O revolucionário não se deixa petrificar, portanto, pela melancolia. Ele sabe de onde ela vem e sabe o que fazer com ela.
Tese nº 5
O revolucionário, o comunista, o materialista histórico, não teme a melancolia. Ele a aceita e a perscruta ao aceitá-la. Por meio dela, apreende o mundo. Pelo mundo assim apreendido, compreende a melancolia. Compreende, portanto, a sua melancolia e ao mundo num mesmo movimento.
Tese nº 6
A melancolia, quando nos domina, faz-nos perder a capacidade de atribuir sentido à vida, ao mundo, a nós mesmos, aos outros. Mas é preciso dar sentido à vida, ao mundo, a nós mesmos e aos outros para podermos dominar a melancolia. Dominando a melancolia, somos capazes de dar esse sentido.
Tese nº 7
O sentido que os comunistas atribuem à realidade social posta é o da necessidade de sua superação. Os capitalistas, por sua vez, também atribuem um sentido à realidade. É a sua maneira de suportar a melancolia gerada pelas práticas reificadas coordenadas pelo capital. Mas esse sentido é, bem entendido, o de se comprazer com o fetichismo do capital e, portanto, regozijar-se com a fonte da melancolia. A contradição, então, subsiste, ainda que deslocada para outro patamar.

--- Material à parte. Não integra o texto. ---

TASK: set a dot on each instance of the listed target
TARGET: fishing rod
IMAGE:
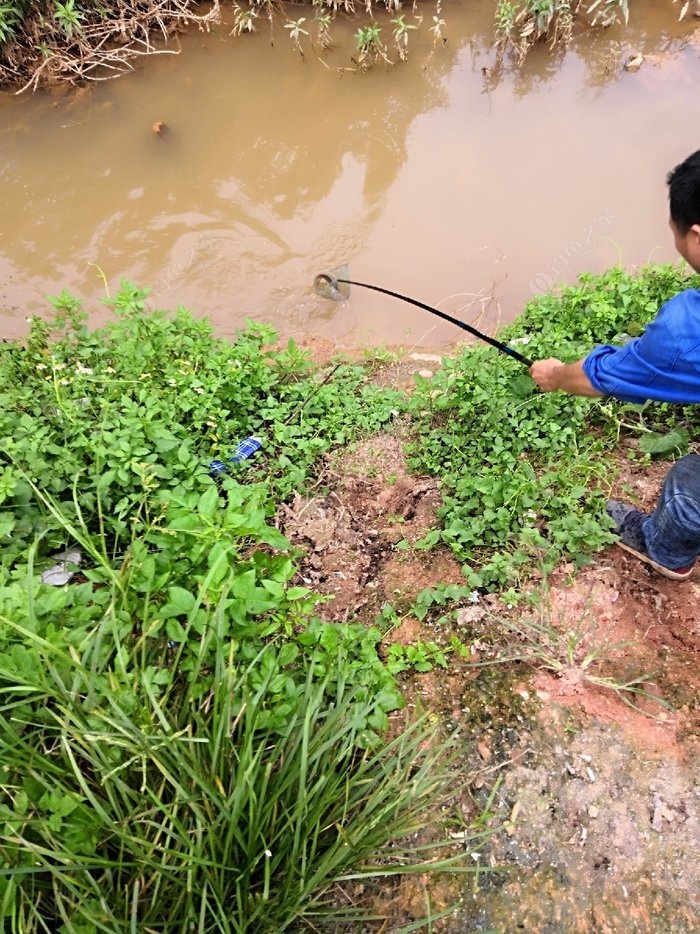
(332, 284)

Por isso, o sentido assim atribuído é, no fundo, um entorpecimento. O consumismo, o individualismo, a competitividade capitalista, o próprio ceticismo, o diletantismo, as honrarias, o cultivo do ego, a racionalidade instrumental, o pragmatismo egoísta, o utilitarismo, o lazer alienado, são as múltiplas expressões desse ópio. Mas isso tudo não supera a melancolia. Apenas a deixa momentaneamente anestesiada. Ela retornará como um tigre faminto assim que passar o torpor.

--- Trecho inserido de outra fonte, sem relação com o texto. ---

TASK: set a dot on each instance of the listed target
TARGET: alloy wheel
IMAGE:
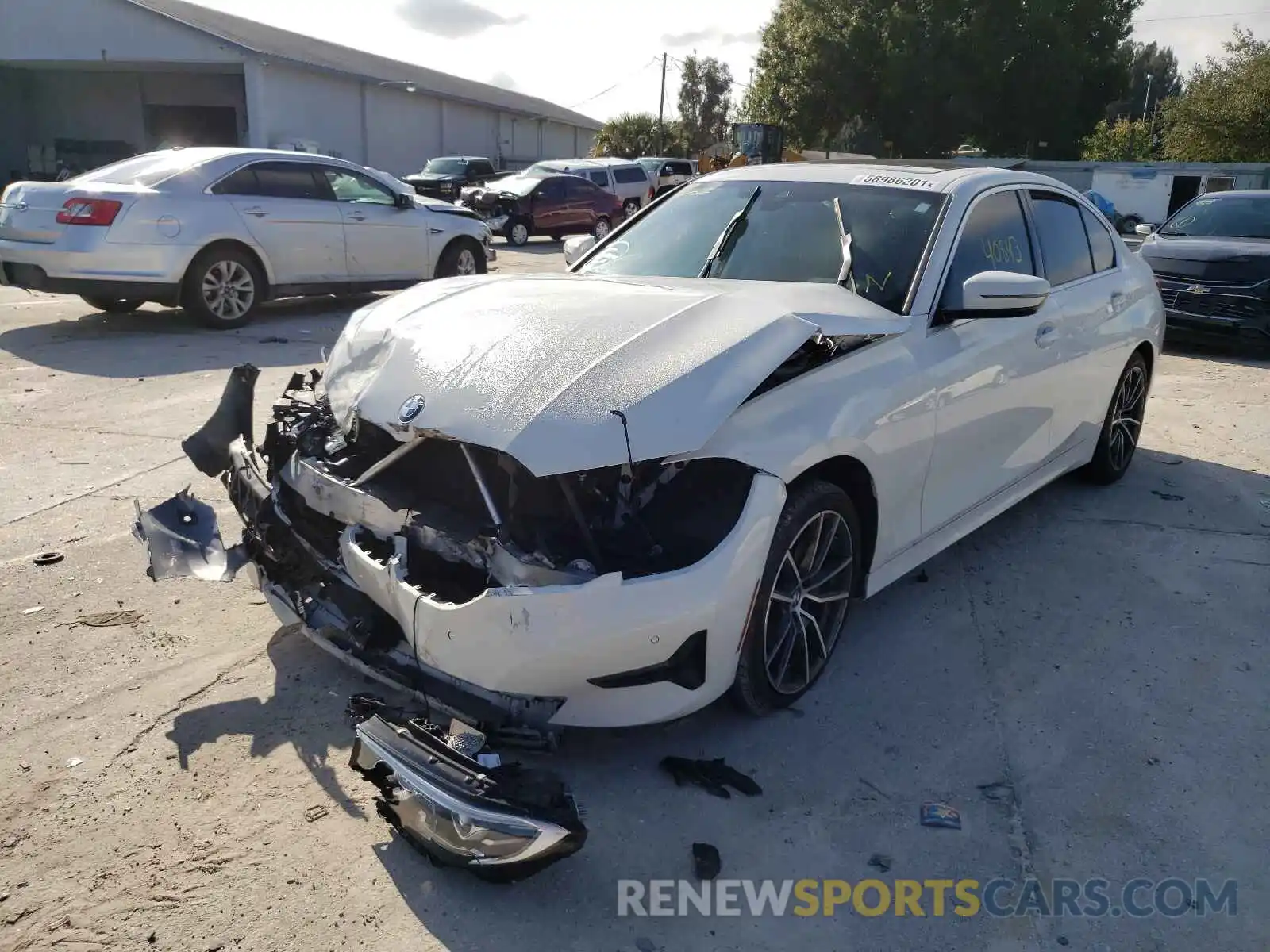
(808, 603)
(229, 290)
(1127, 414)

O comunista supera a contradição pela práxis revolucionária, pela postura crítica teórico-prática radical contra a ordem estabelecida. A superação da melancolia tem, assim, dois momentos: o primeiro deles, individual, o da melancolia dominada; o segundo, o definitivo, só se dá com a superação completa das condições históricas de que a melancolia destrutiva é expressão.

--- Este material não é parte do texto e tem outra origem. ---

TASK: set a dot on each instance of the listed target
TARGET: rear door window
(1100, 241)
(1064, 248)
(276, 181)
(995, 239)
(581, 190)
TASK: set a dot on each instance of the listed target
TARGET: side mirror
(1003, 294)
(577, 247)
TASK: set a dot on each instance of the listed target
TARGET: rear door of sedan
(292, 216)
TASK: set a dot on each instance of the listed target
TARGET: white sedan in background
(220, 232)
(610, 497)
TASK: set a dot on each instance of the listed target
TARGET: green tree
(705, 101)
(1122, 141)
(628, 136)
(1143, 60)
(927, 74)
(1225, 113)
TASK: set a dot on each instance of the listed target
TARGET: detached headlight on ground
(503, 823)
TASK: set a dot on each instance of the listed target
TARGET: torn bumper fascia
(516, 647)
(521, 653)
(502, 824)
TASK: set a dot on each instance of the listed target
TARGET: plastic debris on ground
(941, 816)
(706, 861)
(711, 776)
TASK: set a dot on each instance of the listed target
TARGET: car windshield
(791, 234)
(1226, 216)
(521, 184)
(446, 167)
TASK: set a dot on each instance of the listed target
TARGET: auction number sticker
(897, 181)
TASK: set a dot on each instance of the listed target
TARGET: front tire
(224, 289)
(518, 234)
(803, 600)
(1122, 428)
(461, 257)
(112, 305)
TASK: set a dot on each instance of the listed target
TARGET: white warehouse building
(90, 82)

O comunista sabe, então, que, embora haja um nível individual de superação da melancolia, a superação integral só se verifica no âmbito da história, com ações sociais e coletivas conscientes.
Tese nº 8
A melancolia é um sinal da história em nós. Ela pode e deve ser superada. E também a história. Isso se faz por meio da práxis revolucionária.
Tese nº 9
A vida vivida no seio das relações capitalistas nos coloca inúmeras pressões, imposições, prazos, compromissos, disciplinas, padrões aos quais devemos nos adaptar, modelos a seguir, medos e inseguranças, disciplina, ordem, etiquetas, tarefas maçantes, práticas monótonas e repetitivas, competição, concorrência, um complexo de atividades que transporta a lógica de relações sociais preponderantes no âmbito mais geral da nossa sociedade até o nível particular da existência individual. O sentido de tudo isso é o fetichismo, a alienação e, sem dúvida, a solidão. O resultado é uma melancolia completa e renitente.
O revolucionário não foge desse mundo. Ele o enfrenta. Dribla essas situações como um intrépido e destemido jogador de futebol, como um camisa 10. Mas assim como um camisa 10 não pode vencer uma batalha campal sozinho, também o revolucionário não o poderá fazer. Ele deve praticar a arte do drible, mas isto só não basta. Deve saber também a arte de jogar em equipe.
Tese nº 10
A melancolia dominada é quando fazemos da melancolia nossa companheira de viagem, e não o nosso algoz.
Tese nº 11
O sistema do capital é controle hierarquicamente estruturado sobre a nossa vida. É uma criação nossa que escapa de nossas mãos, volta-se contra nós e nos subjuga, extraindo e usurpando de nós aquilo que temos de melhor. A melancolia dominada não é, portanto, um controle que o nosso pensamento exerce sobre o nosso corpo ou sentimentos. Não é a imagem refletida no espelho daquilo que nos oprime. E também não é o oposto disso, isto é, o domínio do pensamento por parte dos sentimentos. É, na verdade, uma lucidez encantada, uma magia, ainda que melancólica, de que se reveste as ações do revolucionário. É a superação de uma relação conflitiva, atitude que se converte em condição essencial para uma ação efetiva, individual e coletiva, no sentido de romper com a ordem do capital.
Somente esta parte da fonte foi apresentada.